Not the least of them: Could this be the last stone crab season?
Wagner, 39, has run through the scenarios. If oil spoils the fisheries of Louisiana and Mississippi, would those men pack up and come down here, crowding little guys out of the market? If oil makes it into the loop current, could it spin off and damage local ecosystems? Could hurricanes splatter tar balls on our beaches? Will depleted gulf fish mean even more fishing regulations to an industry required to check in with the government before heading to open water?
"The fact is," he says, "we don't know."
Here stands a man, bare feet on boat deck, toiling against uncertainty and a black cloud of death. The only thing he knows for sure is that today, as he drags in his traps, there will be crabs.
"All right," Wagner calls back to his mate. "Let the crabbing begin."
• • •
Maine has lobster. Kansas has barbecue and Texas has T-bones.
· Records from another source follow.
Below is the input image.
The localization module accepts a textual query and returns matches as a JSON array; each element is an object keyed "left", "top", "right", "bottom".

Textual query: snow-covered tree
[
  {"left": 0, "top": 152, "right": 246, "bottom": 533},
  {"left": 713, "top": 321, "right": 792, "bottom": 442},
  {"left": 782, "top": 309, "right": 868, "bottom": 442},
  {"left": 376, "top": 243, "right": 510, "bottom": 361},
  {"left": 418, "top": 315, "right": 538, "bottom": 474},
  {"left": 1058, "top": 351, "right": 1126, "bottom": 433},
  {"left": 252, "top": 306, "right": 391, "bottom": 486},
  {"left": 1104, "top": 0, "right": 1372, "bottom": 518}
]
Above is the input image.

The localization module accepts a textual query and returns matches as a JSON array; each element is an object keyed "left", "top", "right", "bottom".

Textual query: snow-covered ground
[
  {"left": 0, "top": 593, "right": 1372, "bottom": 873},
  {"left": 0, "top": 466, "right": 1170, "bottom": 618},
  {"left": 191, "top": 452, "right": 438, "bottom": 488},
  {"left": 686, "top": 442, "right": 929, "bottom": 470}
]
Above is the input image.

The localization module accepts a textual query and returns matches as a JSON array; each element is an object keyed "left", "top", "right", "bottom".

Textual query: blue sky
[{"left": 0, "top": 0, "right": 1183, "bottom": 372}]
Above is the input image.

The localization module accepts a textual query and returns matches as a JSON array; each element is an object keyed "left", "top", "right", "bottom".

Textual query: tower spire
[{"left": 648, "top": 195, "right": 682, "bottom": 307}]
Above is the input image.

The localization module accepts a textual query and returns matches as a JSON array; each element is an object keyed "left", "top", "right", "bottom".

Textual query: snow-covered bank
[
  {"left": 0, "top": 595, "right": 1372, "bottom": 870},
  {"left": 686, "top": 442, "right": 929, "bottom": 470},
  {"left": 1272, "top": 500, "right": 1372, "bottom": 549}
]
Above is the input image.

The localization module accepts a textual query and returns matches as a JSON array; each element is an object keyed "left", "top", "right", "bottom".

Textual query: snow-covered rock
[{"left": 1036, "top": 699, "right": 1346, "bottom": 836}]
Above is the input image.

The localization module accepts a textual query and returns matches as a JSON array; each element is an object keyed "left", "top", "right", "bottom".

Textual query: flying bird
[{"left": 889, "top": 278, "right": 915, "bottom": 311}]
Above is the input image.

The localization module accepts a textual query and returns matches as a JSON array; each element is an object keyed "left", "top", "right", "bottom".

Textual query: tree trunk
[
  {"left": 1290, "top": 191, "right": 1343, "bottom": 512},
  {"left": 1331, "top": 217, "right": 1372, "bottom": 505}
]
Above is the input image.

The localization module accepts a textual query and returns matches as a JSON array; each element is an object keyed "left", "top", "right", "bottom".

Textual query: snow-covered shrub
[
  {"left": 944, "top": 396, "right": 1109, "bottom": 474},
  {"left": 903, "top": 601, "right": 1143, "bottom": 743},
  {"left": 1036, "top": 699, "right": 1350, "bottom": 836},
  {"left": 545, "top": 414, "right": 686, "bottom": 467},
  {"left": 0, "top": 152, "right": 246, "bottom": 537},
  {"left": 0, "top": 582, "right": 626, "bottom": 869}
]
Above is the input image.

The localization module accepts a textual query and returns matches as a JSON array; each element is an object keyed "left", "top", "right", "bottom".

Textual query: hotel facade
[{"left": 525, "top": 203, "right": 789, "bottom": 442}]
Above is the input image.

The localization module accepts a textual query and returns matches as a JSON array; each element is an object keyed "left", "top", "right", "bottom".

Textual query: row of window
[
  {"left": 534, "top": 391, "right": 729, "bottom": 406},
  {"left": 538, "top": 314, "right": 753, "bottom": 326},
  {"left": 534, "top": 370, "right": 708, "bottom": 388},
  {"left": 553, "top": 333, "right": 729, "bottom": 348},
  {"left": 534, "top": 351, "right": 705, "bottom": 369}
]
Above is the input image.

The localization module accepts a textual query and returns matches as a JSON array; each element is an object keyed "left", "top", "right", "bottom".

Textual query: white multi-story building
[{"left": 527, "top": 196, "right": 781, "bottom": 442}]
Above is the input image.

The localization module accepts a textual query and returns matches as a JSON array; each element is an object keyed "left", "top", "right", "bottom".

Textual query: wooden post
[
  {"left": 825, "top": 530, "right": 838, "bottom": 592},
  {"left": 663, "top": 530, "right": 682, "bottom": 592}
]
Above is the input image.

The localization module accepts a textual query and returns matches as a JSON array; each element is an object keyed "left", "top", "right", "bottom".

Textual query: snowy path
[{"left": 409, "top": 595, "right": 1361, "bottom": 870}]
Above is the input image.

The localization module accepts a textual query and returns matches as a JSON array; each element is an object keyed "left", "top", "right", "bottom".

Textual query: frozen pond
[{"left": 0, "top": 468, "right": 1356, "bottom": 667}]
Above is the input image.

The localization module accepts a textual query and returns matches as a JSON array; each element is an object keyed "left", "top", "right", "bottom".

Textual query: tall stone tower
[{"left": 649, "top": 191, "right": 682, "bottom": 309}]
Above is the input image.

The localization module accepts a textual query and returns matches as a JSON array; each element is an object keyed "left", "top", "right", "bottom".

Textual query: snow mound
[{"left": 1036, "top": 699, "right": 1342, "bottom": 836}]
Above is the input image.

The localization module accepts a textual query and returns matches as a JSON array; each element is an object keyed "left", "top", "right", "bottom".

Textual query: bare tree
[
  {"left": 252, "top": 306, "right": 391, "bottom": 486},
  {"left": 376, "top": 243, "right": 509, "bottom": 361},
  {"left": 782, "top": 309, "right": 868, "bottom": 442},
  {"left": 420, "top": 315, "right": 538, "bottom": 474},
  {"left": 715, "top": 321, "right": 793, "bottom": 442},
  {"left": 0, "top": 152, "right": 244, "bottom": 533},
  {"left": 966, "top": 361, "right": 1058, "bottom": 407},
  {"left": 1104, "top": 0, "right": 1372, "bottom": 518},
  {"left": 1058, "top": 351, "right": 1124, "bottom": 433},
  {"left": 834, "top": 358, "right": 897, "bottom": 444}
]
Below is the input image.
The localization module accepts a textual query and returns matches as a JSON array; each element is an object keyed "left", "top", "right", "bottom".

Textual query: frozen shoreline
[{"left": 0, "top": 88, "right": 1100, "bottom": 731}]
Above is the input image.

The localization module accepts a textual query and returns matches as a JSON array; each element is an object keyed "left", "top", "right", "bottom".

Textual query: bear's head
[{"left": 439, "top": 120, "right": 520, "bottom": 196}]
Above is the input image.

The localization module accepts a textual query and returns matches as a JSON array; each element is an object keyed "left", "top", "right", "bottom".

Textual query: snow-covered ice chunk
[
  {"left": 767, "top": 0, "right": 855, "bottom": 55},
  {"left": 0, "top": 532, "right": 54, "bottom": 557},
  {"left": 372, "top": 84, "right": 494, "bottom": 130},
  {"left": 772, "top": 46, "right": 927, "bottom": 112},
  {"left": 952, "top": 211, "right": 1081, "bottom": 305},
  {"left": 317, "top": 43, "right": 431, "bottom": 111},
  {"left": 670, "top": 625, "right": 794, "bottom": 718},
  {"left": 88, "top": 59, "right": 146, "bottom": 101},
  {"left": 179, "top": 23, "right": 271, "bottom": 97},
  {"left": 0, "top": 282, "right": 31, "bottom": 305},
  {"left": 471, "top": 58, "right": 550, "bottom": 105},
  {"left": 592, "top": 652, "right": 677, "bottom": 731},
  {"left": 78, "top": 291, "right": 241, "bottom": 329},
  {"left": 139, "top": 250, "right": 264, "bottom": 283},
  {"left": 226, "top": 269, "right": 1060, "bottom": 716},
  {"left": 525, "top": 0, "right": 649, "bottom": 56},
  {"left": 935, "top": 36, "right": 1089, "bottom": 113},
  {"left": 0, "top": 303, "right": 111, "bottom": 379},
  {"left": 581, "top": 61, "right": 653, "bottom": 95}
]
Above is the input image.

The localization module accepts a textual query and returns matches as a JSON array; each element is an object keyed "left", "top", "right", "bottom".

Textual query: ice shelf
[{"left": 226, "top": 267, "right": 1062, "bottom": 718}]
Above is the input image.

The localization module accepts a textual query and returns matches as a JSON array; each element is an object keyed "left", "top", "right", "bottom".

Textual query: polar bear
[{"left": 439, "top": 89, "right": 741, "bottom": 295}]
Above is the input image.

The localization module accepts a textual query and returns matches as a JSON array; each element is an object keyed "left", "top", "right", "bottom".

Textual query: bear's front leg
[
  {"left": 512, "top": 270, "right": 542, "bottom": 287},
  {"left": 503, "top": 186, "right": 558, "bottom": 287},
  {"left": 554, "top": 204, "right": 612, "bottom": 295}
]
In Florida, thank God, we have stone crab.
Before the 2008 World Series, Gov. Charlie Crist made a bet with Pennsylvania Gov. Ed Rendell. If the Tampa Bay Rays won, Rendell had to ship south a Philly cheesesteak and soft pretzels. If the Philadelphia Phillies won, Crist had to ship north oranges and stone crab.
They are unique in that trappers harvest only the claws, and stone crabs can regenerate claws, making them sustainable. We eat them with butter or mustard sauce, or olive oil, lime and cracked black pepper. We eat them naked, on ice. We pay $55 for two pounds of large claws.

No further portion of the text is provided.